In some instances, a few people will pause to reflect on the bounty and blessings that this day, this meal, this gathering represent. Thanksgiving has its spiritual component, but it is also a secular, very American, holiday open to all citizens regardless of their ancestral heritage or religious affiliation. A cooked turkey knows no prejudice. All of us were once outsiders, with recent or distant family who traveled to these shores for a multiplicity of reasons and ambitions. We each continue those travels in a spiritual search for universal connection and personal fulfillment of our unique potential. We thereby pause to express our thanks to those who make our travels possible.
It is perhaps easy to sit at dinner and give gratitude to those close to us gathered at our table. Certainly we should give thanks to those who are near and dear to us. It is perhaps more difficult to remember and acknowledge those many others who are not at our table, the forgotten ones who are nevertheless an important part of our life’s journey. Instead of focusing on the usual smiling faces of our dinner companions, perhaps it is of the faces of those who are far removed from us that attention should be directed.
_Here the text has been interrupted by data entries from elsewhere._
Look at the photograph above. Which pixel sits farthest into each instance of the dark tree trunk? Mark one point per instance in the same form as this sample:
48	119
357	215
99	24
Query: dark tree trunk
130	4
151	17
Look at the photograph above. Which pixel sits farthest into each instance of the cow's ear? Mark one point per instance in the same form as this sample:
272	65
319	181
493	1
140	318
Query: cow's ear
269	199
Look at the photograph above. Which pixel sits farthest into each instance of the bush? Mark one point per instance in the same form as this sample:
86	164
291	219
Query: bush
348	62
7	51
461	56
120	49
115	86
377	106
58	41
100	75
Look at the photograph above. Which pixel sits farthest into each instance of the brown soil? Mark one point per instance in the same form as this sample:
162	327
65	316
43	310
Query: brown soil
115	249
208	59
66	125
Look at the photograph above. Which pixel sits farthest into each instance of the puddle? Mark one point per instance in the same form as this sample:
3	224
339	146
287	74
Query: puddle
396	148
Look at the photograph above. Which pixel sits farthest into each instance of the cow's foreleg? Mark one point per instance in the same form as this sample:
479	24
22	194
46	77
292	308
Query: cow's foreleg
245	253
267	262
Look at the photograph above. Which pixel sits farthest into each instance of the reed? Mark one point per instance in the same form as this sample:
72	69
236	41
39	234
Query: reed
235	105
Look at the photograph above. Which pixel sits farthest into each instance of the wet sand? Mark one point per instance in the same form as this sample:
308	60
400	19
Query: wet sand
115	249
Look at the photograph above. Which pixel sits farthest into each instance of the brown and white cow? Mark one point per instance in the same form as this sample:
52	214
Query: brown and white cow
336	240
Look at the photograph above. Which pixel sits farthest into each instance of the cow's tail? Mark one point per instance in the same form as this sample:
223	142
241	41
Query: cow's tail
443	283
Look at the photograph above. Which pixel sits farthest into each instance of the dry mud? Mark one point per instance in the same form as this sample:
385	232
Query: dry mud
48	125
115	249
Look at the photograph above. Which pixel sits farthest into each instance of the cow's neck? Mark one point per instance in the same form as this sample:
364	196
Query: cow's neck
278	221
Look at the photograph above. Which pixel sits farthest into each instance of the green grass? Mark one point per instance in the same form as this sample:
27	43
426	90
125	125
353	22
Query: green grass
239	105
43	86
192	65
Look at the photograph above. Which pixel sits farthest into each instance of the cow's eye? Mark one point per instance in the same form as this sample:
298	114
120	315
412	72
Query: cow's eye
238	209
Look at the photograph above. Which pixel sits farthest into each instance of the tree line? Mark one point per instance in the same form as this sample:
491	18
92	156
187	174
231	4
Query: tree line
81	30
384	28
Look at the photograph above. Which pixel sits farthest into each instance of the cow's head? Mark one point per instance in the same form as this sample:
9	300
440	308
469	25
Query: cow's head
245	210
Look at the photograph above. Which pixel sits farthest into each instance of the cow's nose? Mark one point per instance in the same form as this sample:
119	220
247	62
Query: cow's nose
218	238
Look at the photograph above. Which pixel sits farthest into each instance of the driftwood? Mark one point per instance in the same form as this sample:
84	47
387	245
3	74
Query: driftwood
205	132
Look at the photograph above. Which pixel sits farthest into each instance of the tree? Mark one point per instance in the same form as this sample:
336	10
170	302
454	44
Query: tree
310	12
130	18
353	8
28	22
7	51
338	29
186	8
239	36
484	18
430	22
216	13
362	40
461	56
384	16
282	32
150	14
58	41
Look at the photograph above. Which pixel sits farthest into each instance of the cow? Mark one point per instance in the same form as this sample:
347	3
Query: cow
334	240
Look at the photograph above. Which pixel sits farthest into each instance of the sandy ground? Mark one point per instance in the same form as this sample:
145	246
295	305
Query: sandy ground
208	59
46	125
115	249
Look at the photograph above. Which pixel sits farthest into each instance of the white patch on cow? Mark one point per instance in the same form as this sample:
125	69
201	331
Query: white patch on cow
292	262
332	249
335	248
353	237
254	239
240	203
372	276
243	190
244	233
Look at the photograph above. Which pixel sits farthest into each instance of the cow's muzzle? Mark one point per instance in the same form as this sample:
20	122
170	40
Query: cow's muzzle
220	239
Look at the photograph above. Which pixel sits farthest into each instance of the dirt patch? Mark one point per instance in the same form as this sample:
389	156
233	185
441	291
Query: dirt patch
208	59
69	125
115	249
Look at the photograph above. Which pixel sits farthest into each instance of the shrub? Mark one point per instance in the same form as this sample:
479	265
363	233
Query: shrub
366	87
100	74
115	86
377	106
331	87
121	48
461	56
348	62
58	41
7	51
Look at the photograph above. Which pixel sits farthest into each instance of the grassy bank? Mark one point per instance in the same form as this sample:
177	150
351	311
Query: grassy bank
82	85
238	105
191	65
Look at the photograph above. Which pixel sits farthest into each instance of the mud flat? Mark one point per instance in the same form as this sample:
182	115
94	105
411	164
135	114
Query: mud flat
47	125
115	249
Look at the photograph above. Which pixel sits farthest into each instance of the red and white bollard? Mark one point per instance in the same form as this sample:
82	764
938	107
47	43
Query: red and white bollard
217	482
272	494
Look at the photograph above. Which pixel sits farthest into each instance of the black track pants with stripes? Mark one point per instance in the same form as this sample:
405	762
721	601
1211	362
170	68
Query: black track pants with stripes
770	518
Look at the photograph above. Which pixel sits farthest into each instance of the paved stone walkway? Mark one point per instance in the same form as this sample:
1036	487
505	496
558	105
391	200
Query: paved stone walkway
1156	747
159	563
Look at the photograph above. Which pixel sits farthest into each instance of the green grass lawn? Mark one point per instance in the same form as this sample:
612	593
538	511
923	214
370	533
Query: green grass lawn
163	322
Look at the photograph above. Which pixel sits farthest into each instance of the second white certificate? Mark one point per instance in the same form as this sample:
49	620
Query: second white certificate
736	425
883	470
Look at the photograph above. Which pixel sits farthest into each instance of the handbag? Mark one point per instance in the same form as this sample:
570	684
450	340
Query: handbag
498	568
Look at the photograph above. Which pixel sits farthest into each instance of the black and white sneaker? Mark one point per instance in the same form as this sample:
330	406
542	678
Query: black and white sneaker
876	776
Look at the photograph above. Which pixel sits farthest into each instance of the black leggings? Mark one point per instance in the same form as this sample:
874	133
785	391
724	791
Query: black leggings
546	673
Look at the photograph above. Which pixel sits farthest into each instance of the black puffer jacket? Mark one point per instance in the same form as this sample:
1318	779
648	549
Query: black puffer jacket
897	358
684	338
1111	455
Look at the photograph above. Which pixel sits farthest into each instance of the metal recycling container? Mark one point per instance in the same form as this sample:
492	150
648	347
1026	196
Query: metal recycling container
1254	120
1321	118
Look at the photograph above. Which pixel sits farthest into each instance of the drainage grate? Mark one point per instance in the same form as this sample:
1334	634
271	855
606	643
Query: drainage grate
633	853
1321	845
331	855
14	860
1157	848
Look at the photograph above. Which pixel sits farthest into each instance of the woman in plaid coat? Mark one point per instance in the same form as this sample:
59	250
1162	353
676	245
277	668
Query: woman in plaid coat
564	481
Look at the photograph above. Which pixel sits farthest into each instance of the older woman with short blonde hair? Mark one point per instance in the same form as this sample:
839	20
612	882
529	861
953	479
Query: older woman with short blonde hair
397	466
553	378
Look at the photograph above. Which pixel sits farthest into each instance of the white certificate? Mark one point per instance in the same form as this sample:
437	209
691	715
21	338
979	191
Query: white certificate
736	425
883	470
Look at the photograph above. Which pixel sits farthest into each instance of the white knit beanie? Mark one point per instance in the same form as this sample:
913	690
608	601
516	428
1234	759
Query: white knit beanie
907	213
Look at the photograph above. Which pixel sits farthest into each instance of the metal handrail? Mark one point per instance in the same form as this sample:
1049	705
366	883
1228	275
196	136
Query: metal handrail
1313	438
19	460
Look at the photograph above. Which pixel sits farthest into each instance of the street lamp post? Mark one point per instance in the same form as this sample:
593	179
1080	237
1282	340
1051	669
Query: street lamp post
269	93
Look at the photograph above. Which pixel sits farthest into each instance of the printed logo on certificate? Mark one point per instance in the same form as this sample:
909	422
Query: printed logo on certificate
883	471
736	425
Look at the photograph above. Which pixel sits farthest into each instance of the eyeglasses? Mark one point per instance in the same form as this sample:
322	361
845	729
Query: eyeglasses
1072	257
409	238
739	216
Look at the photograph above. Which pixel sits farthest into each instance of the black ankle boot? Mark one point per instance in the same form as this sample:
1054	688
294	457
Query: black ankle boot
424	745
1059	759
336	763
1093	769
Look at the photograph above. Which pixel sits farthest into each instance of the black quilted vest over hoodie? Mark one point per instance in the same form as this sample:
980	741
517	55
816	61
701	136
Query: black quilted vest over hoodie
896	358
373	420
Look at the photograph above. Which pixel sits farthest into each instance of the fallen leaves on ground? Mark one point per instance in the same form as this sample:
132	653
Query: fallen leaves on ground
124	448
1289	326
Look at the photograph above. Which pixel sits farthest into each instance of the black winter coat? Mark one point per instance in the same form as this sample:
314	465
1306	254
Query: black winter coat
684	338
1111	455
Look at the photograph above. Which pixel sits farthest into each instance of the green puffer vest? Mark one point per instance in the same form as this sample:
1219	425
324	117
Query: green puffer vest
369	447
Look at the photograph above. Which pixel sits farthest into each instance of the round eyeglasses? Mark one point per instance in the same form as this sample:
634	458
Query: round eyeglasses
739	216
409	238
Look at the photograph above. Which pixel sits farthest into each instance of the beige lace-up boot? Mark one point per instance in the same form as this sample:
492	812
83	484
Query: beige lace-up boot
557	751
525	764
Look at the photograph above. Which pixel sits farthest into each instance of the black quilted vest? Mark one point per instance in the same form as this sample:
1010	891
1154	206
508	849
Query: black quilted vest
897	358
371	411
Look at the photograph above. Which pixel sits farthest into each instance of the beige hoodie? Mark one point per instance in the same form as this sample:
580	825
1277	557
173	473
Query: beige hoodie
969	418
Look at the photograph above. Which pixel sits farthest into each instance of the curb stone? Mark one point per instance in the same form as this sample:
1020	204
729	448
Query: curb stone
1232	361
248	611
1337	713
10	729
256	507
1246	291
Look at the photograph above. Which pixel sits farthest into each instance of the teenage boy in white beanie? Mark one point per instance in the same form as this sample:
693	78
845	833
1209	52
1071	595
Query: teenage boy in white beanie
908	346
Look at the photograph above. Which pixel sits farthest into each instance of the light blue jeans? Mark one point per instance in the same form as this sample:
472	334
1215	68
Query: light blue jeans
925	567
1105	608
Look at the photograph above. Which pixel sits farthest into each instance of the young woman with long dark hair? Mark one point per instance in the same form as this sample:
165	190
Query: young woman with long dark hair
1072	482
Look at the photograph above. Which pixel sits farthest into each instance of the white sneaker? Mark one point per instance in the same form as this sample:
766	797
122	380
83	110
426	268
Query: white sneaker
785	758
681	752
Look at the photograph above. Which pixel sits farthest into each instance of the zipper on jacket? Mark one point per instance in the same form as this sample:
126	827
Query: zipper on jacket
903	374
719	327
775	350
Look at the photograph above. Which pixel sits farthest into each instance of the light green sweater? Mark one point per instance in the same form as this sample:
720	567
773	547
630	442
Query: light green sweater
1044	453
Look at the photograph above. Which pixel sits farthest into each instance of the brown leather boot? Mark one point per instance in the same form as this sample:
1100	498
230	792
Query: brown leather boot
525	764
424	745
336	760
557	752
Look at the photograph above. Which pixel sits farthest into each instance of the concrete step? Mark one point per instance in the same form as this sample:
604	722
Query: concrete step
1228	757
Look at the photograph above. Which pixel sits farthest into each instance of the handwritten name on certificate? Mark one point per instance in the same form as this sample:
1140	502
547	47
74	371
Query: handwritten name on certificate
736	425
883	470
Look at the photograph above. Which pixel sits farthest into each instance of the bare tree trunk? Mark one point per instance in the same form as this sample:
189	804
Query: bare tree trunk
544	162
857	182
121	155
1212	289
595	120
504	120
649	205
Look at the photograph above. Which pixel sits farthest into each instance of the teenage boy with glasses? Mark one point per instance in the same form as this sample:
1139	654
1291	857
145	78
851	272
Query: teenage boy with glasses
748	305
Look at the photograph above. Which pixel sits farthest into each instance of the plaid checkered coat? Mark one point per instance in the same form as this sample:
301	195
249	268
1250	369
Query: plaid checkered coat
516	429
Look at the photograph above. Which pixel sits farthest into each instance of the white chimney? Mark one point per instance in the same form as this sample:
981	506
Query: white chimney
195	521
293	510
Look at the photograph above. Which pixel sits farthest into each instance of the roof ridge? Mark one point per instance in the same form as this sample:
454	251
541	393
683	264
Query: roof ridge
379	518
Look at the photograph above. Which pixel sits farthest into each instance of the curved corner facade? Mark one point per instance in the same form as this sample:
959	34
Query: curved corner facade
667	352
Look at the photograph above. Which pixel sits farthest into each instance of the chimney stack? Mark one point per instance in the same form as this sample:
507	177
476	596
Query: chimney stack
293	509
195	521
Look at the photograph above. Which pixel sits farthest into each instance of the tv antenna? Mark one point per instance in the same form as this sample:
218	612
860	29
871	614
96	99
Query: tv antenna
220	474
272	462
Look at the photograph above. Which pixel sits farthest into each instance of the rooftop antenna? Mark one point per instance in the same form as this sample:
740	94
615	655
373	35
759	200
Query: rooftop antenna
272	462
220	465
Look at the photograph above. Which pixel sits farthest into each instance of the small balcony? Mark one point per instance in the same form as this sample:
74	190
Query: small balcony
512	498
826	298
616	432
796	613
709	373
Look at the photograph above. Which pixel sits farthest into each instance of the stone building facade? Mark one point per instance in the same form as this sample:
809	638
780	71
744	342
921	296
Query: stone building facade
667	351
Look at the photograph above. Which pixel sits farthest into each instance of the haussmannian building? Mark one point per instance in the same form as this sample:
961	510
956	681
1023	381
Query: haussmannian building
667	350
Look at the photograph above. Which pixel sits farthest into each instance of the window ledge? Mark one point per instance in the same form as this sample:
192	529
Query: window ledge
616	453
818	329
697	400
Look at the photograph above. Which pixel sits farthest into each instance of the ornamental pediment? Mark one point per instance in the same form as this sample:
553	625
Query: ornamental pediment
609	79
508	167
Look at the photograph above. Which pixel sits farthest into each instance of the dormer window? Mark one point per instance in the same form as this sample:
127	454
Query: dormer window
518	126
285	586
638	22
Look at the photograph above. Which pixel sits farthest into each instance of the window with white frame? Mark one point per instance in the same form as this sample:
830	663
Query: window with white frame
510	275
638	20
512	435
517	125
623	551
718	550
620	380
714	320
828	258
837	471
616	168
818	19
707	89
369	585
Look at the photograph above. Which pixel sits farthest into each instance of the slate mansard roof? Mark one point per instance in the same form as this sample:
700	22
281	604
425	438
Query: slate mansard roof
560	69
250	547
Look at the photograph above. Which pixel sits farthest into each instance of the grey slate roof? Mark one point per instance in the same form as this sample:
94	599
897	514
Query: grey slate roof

The farmers and grocers who labored to make available all the food that now sits before us on this Day. The military and public service people who give us the ability to come together to eat safely in our homes – many of whom are thereby unable to share a table with their own loved ones. All of the service providers and retailers who help us get through our day and accomplish our many required tasks. The people who buy the goods and services that we create and thereby sustain us. Our workmates – peers / subordinates / supervisors at many levels – with whom we are interdependent and labor together to fulfill our work within a Purpose.
The teachers who inspired and challenged us to do bigger things, think bigger thoughts. The mentors who believed in us and took time to listen and give us worthwhile guidance. The spiritual teachers, both long past and present, who help us find the real person that lives within, and assist in our connection to the greater Universe. Our neighbors, far and wide, often faceless and voiceless, whose presence and great diversity keep our vision broad and our ego humbled.
On this Thanksgiving 2013, may we remember and give thanks to that extended family of humankind of which we are most fortunate to be a small part.